Targeted therapy agents
In clinical trials of targeted therapy agents, sometimes the target is such a crucial driver of the neoplastic process, that its inhibition is able to stop the growing tumor in its tracks. This appears to be the case for some recently approved agents such as vemurafenib for BRAF V600E melanoma and crizotinib for ALK+ NSCLC. Careful screening of patients for these mutations ensures the likelihood of improved progression free survival (PFS) and longer survival times. Unfortunately, because patients are switched from the control regimen in the Phase III trials, the chances of proving better survival are greatly diminished, if not completely eliminated.
In a recent opinion piece in Nature Reviews: Clinical Oncology, Robert Doebele argues that when patients are screened for the relevant oncogene “the burden of proof for approval should be adjusted for oncogene-targeted therapy in biomarker-selected patients….There might be oncogenes that will not follow this paradigm, but that should not deter us from trying to extend the benefit of this precision medicine approach to patients that may fall into one of these uncommon oncogene categories.”
Crizotinib for ALK+ NSCLC
One example is crizotinib, a tyrosine kinase inhibitor (TKI) for the treatment of ALK gene rearrangement-positive (ALK+) non-small-cell lung cancer (NSCLC), which was approved by the FDA in 2011 based on the results of phase I and phase II clinical trials. Phase I observed an objective response rate (ORR) of 61% and a PFS of 9.7 months. Phase II observed an ORR of 53% and a PFS of 9.1 months.
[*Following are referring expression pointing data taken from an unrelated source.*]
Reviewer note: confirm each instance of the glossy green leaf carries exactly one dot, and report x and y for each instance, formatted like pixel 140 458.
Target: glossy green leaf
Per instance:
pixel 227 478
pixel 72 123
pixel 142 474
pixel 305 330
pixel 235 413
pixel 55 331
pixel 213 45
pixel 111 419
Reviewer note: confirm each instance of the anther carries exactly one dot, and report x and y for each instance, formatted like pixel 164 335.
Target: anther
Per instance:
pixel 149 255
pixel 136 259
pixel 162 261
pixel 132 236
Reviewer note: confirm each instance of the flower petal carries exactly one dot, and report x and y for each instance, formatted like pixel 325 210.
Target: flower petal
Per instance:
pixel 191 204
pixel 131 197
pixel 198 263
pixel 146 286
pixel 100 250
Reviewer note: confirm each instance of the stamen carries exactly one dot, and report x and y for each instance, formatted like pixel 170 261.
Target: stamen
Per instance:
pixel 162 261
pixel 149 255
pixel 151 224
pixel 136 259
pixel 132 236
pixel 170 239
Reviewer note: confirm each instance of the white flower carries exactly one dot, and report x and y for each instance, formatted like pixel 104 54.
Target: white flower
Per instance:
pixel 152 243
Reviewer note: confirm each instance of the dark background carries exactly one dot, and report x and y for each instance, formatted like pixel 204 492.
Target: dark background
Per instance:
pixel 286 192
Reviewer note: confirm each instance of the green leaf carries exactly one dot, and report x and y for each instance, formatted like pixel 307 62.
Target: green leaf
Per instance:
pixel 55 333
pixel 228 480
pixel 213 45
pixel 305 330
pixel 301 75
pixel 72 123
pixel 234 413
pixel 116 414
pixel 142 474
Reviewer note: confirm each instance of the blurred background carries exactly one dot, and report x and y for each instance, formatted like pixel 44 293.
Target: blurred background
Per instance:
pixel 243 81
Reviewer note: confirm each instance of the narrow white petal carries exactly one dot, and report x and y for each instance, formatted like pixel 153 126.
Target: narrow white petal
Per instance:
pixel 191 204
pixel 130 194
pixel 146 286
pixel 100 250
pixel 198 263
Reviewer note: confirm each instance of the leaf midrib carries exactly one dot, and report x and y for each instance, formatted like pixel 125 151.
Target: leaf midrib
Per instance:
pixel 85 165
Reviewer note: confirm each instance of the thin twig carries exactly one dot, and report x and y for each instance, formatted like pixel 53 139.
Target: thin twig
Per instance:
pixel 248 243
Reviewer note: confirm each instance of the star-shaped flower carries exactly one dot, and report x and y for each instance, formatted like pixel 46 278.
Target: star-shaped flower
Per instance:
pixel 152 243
Considering the estimated ORR and PFS for most single-agent chemotherapy drugs in pretreated patients with lung cancer is 10% and 3-4 months respectively, was there really a need for a Phase III RCT in this case?
The outcome of a phase III randomized trial, PROFILE 1007, of crizotinib in patients with ALK+ lung cancer merely provided further proof that cizotinbin is superior to standard chemotherapy for these patients that included a better quality-of-life and physical and emotional function. Based on the results of this study, it seems reasonable to argue that the burden of proof for approval should be adjusted for oncogene-targeted therapy in biomarker-selected patients, especially in lung cancer.
Not limited to TKI
Calls for the elimination of Phase III trials are not limited to TKI. During the presentation of a melanoma Phase II trial of a combination of two immunomodulators, ipilimumab and nivolumab at ASCO this year, one of the questions from the audience was, “Do we really need a phase III trial?” The results of the trial being presented were certainly impressive, with one year survival in the 80% range.
Time to shift the burden of proof?
Based on these examples, some feel that it may be time to eliminate the Phase III trial in targeted therapy agents when such overwhelming proof is given that a therapy induces remarkable tumor responses in Phase I and II. This will allow studies to move along more quickly, minimize the need to switch patients from the control regimen, and provide more rapid approval for certain therapies.